Murray State University, Kentucky
Dress like an Abyssinian
Peter Fernandes is right to remind us of Hergé’s Belgian colonialist attitudes (Letters, 2 February). However Tintin is a reporter not an empire official – though I admit I was probably over-wishful in distinguishing the press from the governing powers. He wears a kind of golfing outfit – plus fours and light colours, jersey, and maybe brogues – and together with his dog, Milou/Snowy, has an outdoorsy brio that does correlate with the leisure pursuits of the colonisers. But Tintin also carries many traces of another strong identification of Hergé’s: he’s very like an ideal Boy Scout. Hergé was by all accounts never happier than when in the Scouts, and his hero has many of the attitudes and skills and interests that the movement set out to develop. The Boy Scout movement is a fascinating example of the reverse identification I was trying to capture. Baden-Powell’s movement was inspired by encounters with cultures in India, Africa and the Americas, as the Tintin stories explore: camping, tracking, mirror and smoke signalling, totem animals for tribal groupings (led by a chief called Akela, a Hindi word for ‘alone’ and the name of the leader of the wolf-pack in Kipling's Jungle Book), and rites of passage themselves. The Boy Scouts also involve lots of dressing up. But the most under-examined effect of exotic emulation may well be the spread of male circumcision through the English upper classes during the period of imperial expansion and oppression.
Take as much as you like
Christopher Lord writes that Finnish soldiers acquitted themselves so well in the Winter War of 1939-40 partly thanks to heroin (Letters, 2 February). I treated heroin addicts at one time, and asked one of my first patients what the attraction was. ‘When I take enough heroin,’ he said, ‘you could put a gun to my head and it wouldn’t faze me.’ That can’t have been his regular state of mind – he ran a successful legitimate business – but it is rare for crimes of violence to be down to heroin’s pharmacological effects, as opposed to the need to find the money to manage an addiction. Too much alcohol encourages aggression: too much heroin, even by mouth, usually makes people sleepy and introspective. It is certainly much safer than alcohol in sub-zero temperatures, since alcohol accelerates heat loss. However, if the Finns were really so accustomed to heroin, their regular supplies may have protected them from anxiety and other unpleasant withdrawal symptoms.

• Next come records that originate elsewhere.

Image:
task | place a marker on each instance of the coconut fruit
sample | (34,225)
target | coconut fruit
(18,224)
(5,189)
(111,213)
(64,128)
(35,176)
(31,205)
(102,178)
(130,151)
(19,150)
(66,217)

Last year, a unit of the Foreign Legion set up a first-aid post next to our house in Spain to minister to civilians doing a 100 km walk. One young legionario who had served in Afghanistan cheerfully confessed his fondness for the local cannabis. I suggested that might have made him a rather poor shot, but he replied that he was a machine-gunner and cannabis was just the ticket for spraying a group of presumed insurgents with bullets.